Overall, the challenge with respect to bio-based plastics is a matter of guiding well both their introduction together with developments in the recycling landscape, with a particular eye on their incompatibilities e.g., with process conditions or combinations with other plastics. The story in this paper is, therefore, fully written within the context of the current state of the art of applied recycling technologies and, in general, how post-consumer plastic collection and sorting have been organized. Hence, the findings are to be seen fully in the light of the current situation. With any future changes of the recycling landscape, the analysis has to be repeated. For instance, if there were to be initiatives in extended producer responsibility, maybe the waste streams obtained would become much more pure and some issues may simply disappear, if for example PLA bottles would then not end up with PET bottles any more.
With respect to developing policy advice, a number of suggestions for preparing next steps can be made. First, it is important that introduction of novel plastics is guided well, with a clear focus on the whole system; see as an example the way the introduction of PEF is being anticipated. Next, it is important that all plastic types occurring as contamination in current waste streams are considered in the context of any changes in the recycling landscape. On the other hand, with the supply of plastic types constantly changing and more abrupt changes to be expected in the (near) future, it has to be considered that from a certain moment the recycling landscape itself would need a reorganisation; such an operation requires a realignment of many actors and is, hence, complex, but it would avoid desirable developments in the production of plastics being blocked for an unnecessarily long time.

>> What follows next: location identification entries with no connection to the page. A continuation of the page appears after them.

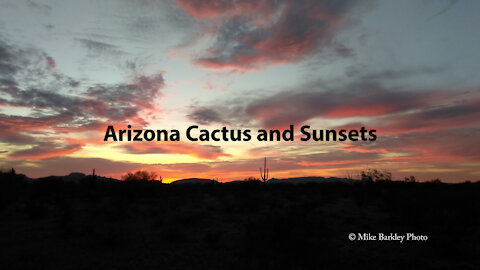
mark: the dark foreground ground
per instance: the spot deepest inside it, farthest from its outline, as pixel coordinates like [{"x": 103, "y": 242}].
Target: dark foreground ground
[{"x": 145, "y": 225}]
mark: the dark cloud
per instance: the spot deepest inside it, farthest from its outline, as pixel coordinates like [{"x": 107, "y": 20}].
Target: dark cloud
[
  {"x": 252, "y": 34},
  {"x": 46, "y": 150},
  {"x": 29, "y": 80}
]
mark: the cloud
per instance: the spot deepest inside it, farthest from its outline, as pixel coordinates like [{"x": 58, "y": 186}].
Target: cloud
[
  {"x": 29, "y": 81},
  {"x": 46, "y": 150},
  {"x": 98, "y": 47},
  {"x": 193, "y": 149},
  {"x": 254, "y": 34}
]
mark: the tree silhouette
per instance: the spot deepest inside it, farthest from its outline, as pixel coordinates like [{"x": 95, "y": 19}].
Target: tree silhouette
[{"x": 141, "y": 175}]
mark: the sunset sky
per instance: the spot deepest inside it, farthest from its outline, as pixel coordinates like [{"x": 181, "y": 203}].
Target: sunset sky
[{"x": 409, "y": 69}]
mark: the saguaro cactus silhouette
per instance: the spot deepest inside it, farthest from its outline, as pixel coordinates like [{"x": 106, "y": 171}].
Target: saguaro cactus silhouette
[{"x": 264, "y": 176}]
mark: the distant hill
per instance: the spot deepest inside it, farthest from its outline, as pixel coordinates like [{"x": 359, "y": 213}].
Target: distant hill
[
  {"x": 72, "y": 177},
  {"x": 194, "y": 181}
]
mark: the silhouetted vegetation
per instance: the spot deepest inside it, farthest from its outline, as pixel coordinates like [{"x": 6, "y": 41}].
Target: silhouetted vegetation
[
  {"x": 374, "y": 175},
  {"x": 141, "y": 175},
  {"x": 56, "y": 224}
]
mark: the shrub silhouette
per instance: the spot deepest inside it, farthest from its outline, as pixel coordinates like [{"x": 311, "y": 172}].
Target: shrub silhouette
[
  {"x": 371, "y": 175},
  {"x": 141, "y": 175}
]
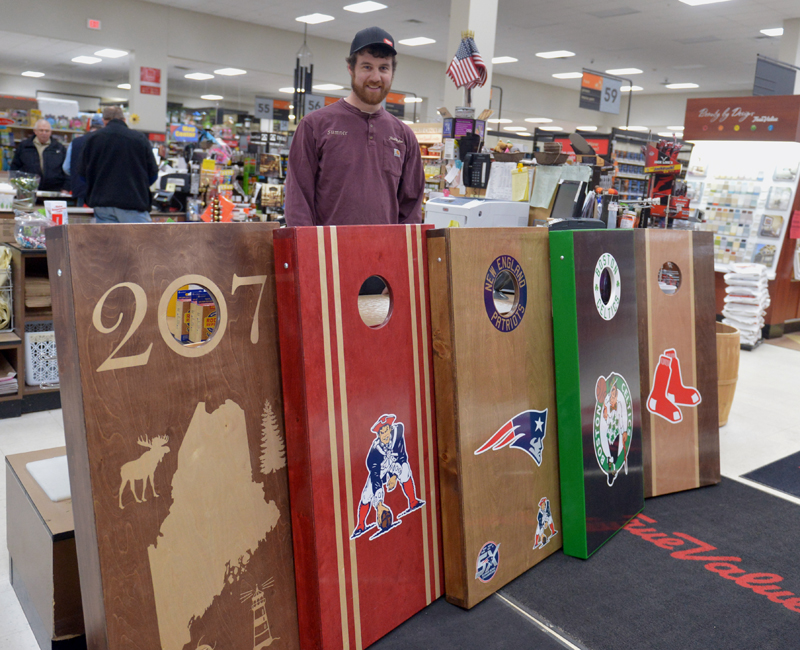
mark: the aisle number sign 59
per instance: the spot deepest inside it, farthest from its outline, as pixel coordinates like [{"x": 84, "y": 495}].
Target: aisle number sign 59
[{"x": 140, "y": 358}]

Finally, the current analysis did not aim to draw any conclusions about the mere desirability of bio-based plastics and/or future increases in these plastics. Such developments should, anyhow, not be steered too much by the concrete implications for the recycling landscape; as long as these plastics can be recycled well by themselves, the recycling landscape should be able to accommodate them over time, and here policy has the option to support or even guide this process by carefully managing the new entries temporarily as contaminants.